- Born: 29 September 2003 (age 22) Bruges, Belgium
- Height: 162 cm (5 ft 4 in)

Gymnastics career
- Discipline: Women's artistic gymnastics
- Country represented: Belgium
- Club: Turnclub Varsenare
- Head coaches: Marjorie Heuls, Yves Kieffer

= Margaux Daveloose =

Belgian artistic gymnast

Margaux Daveloose (born 29 September 2003) is a Belgian former artistic gymnast. She competed at the 2019 World Championships.

== Personal life ==
Margaux Daveloose was born on 29 September 2003, in Bruges. She was named the 2018 Sportswoman of the Year by the Association of Sports Journalists in Bruges, and she received the 2019 Female Youth Trophy from the Bruges Sports Council. She speaks Dutch and English. She looks up to fellow Belgian national team member Nina Derwael.

== Gymnastics career ==
Daveloose competed at the 2017 European Youth Summer Olympic Festival where she finished 12th in the all-around final with a score of 50.000. At the 2018 European Junior Championships, the Belgian team finished 6th, and Daveloose finished 10th in the all-around with a score of 51.000.

She competed at the 2019 World Championships along with Maellyse Brassart, Senna Deriks, Nina Derwael, and Jade Vansteenkiste. The team finished in 10th place and qualified for a team spot to the 2020 Olympic Games.

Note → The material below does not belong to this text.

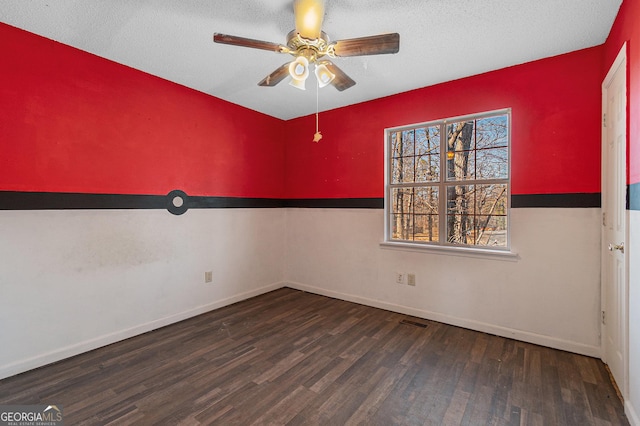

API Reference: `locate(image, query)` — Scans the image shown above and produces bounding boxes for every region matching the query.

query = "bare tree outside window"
[386,111,510,249]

Daveloose was selected for Belgium's Olympic pre-selection team of thirteen gymnasts, six of whom were chosen for the 2020 Olympic team. At the 2021 Belgian Test Meet, she placed third in the all-around behind Noémie Louon and Nina Derwael. She was then selected for the team for the 2021 European Championships along with Derwael, Fien Enghels, and Lisa Vaelen.